Apa Arti Screen Time Berlebihan pada Anak?
Screen time mencakup waktu menggunakan televisi, ponsel, tablet, komputer, atau konsol gim. Namun, semua aktivitas layar tidak sama. Video call dengan keluarga, tugas sekolah, terapi berbasis perangkat, dan menonton pasif memiliki tujuan serta konteks yang berbeda.
American Academy of Pediatrics (AAP) kini mendorong keluarga menilai media melalui kualitas konten, konteks penggunaan, kebutuhan perkembangan anak, komunikasi, serta apakah layar “crowding out” atau menggantikan tidur, aktivitas fisik, dan kebersamaan. Jadi, angka jam harian penting, tetapi dampak terhadap fungsi anak lebih menentukan.

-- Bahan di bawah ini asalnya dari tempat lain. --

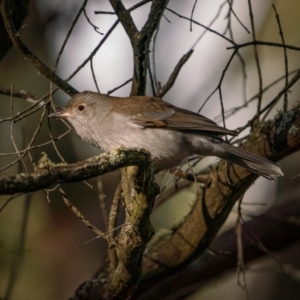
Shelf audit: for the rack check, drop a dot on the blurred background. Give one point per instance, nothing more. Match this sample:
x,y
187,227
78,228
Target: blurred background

Ciri-Ciri Anak Terlalu Banyak Screen Time
Tanda berikut bukan diagnosis. Amati pola yang berulang selama beberapa hari atau minggu, terjadi di lebih dari satu situasi, dan membaik atau memburuk seiring perubahan kebiasaan layar:
Batas Screen Time Anak Sesuai Usia
Pedoman membantu keluarga membuat titik awal, tetapi tetap perlu disesuaikan dengan perkembangan, kebutuhan medis, kegiatan sekolah, dan konteks keluarga.
Usia di Bawah 1 Tahun
WHO tidak merekomendasikan screen time sedentari untuk bayi. Prioritaskan interaksi tatap muka, tummy time, bergerak di lantai, bernyanyi, membacakan buku, dan tidur yang cukup.
Usia 1 Tahun
WHO juga tidak merekomendasikan screen time sedentari pada usia 1 tahun. Jika keluarga menggunakan video call, dampingi bayi dan jadikan aktivitas itu interaktif.
Usia 2–4 Tahun
WHO menyarankan maksimal 1 jam screen time sedentari per hari; semakin sedikit semakin baik. Pilih konten berkualitas, tonton bersama, dan bantu anak menghubungkan isi layar dengan pengalaman nyata.

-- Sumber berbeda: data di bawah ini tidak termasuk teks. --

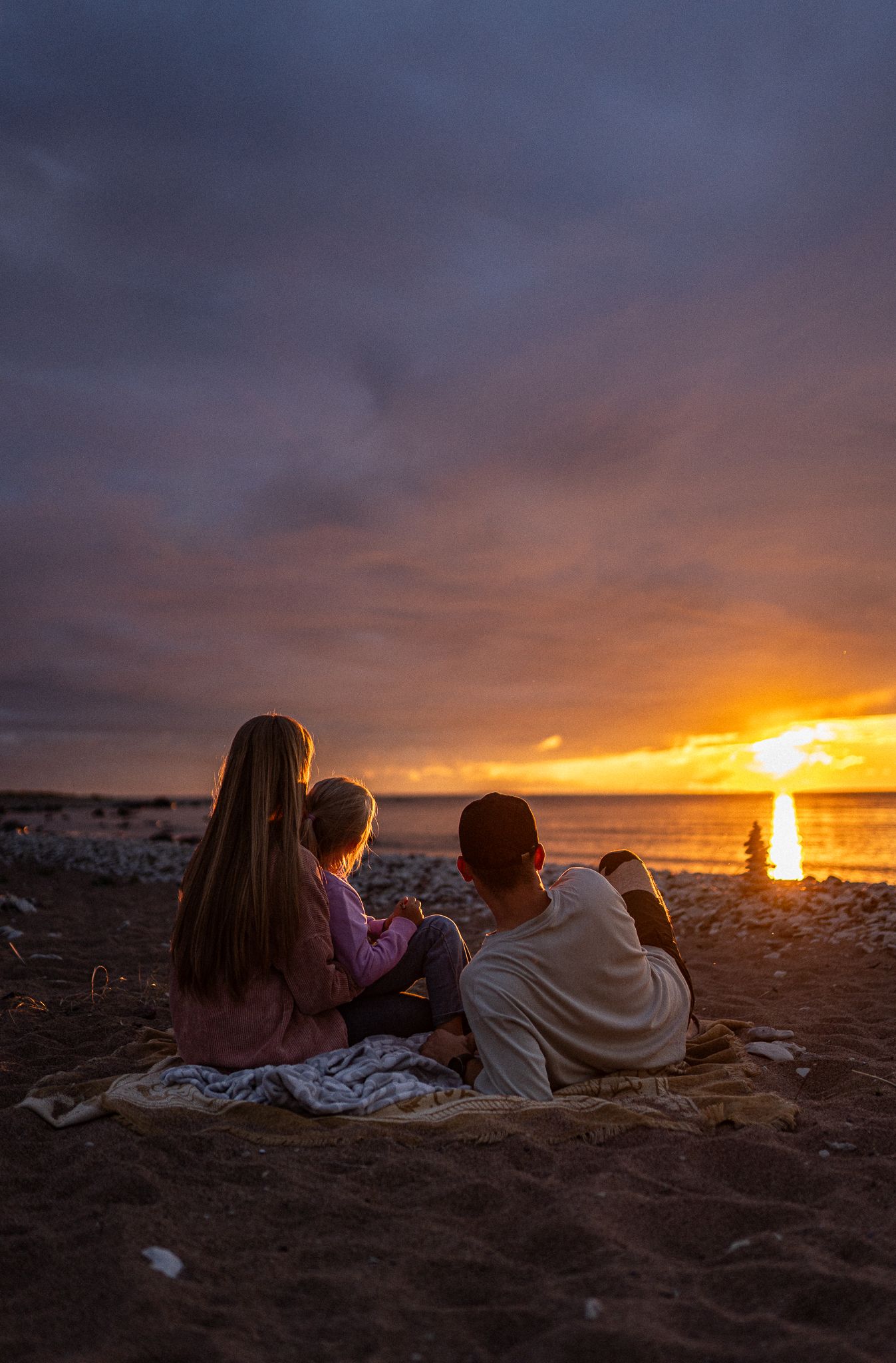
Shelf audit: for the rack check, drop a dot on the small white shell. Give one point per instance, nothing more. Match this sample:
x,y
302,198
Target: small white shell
x,y
164,1261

Anak Usia Sekolah dan Remaja
Untuk usia yang lebih besar, AAP menekankan rencana media keluarga yang mempertimbangkan anak secara individual. Pastikan media tidak menggantikan tidur sesuai usia, aktivitas fisik, tugas sekolah, hobi, dan waktu bersama. Fokuslah pada keseimbangan, keamanan, kualitas, serta percakapan, bukan angka durasi semata.

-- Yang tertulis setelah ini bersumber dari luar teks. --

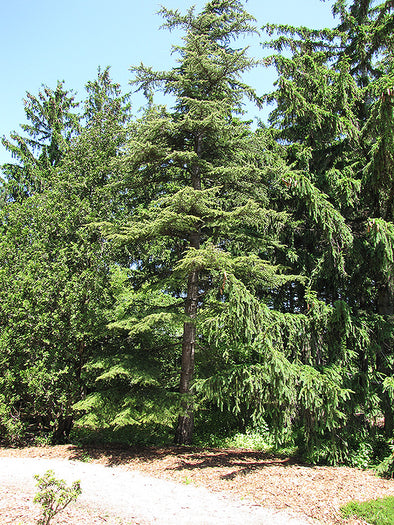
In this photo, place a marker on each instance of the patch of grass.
(377, 512)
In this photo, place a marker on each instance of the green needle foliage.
(195, 239)
(182, 269)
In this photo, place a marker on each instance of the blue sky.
(43, 41)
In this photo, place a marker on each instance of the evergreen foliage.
(184, 266)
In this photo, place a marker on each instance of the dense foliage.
(186, 272)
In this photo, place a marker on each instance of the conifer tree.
(334, 112)
(52, 122)
(201, 231)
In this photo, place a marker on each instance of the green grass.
(376, 512)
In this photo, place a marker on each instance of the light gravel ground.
(139, 498)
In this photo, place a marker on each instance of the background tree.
(51, 125)
(334, 112)
(55, 277)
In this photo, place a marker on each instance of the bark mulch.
(279, 483)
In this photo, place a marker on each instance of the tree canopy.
(186, 272)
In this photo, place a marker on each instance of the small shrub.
(54, 495)
(376, 512)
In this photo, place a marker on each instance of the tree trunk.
(385, 307)
(184, 430)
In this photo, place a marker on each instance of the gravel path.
(132, 495)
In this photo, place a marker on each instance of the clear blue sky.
(43, 41)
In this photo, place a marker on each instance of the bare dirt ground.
(255, 477)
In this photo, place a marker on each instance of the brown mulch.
(279, 483)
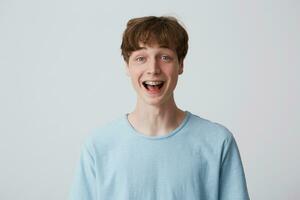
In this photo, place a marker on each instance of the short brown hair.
(165, 30)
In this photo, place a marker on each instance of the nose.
(153, 67)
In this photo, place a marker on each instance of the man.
(158, 151)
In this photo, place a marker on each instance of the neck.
(156, 120)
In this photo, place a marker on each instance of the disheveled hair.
(166, 31)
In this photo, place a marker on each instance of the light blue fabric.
(199, 160)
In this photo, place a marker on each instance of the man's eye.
(165, 58)
(140, 59)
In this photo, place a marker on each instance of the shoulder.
(209, 130)
(103, 137)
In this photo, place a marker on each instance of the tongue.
(153, 88)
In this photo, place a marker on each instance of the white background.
(62, 75)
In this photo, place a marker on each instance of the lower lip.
(154, 92)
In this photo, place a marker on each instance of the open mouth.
(153, 85)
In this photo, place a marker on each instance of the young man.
(158, 151)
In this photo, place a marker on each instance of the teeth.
(153, 82)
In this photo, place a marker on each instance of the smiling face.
(154, 73)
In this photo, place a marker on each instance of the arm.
(232, 184)
(83, 187)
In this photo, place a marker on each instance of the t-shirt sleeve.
(83, 186)
(232, 178)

Cara Mengecek Apakah Screen Time Sudah Mengganggu
Catat selama 3–7 hari: kapan layar digunakan, berapa lama, untuk apa, dengan siapa, dan apa yang terlewat setelahnya. Tanyakan:
• Apakah waktu tidur atau kualitas tidur anak berkurang?
• Apakah anak tetap punya waktu bermain aktif dan berinteraksi?
• Apakah makan, sekolah, atau tugas rumah terganggu?
• Apakah anak dapat berhenti dengan bantuan yang sesuai usianya?
• Apakah konten aman, sesuai usia, dan didampingi?
• Apakah orang tua juga menjalankan aturan yang sama?
Jika beberapa jawabannya mengkhawatirkan, keluarga dapat mulai mengubah rutinitas secara bertahap.
Cara Mengurangi Screen Time Anak Tanpa Drama
Mulai dari Satu Rutinitas
Pilih satu perubahan yang paling berdampak, misalnya makan tanpa layar atau menyimpan perangkat satu jam sebelum tidur. Aturan yang sederhana dan konsisten lebih mudah dijalankan daripada banyak larangan sekaligus.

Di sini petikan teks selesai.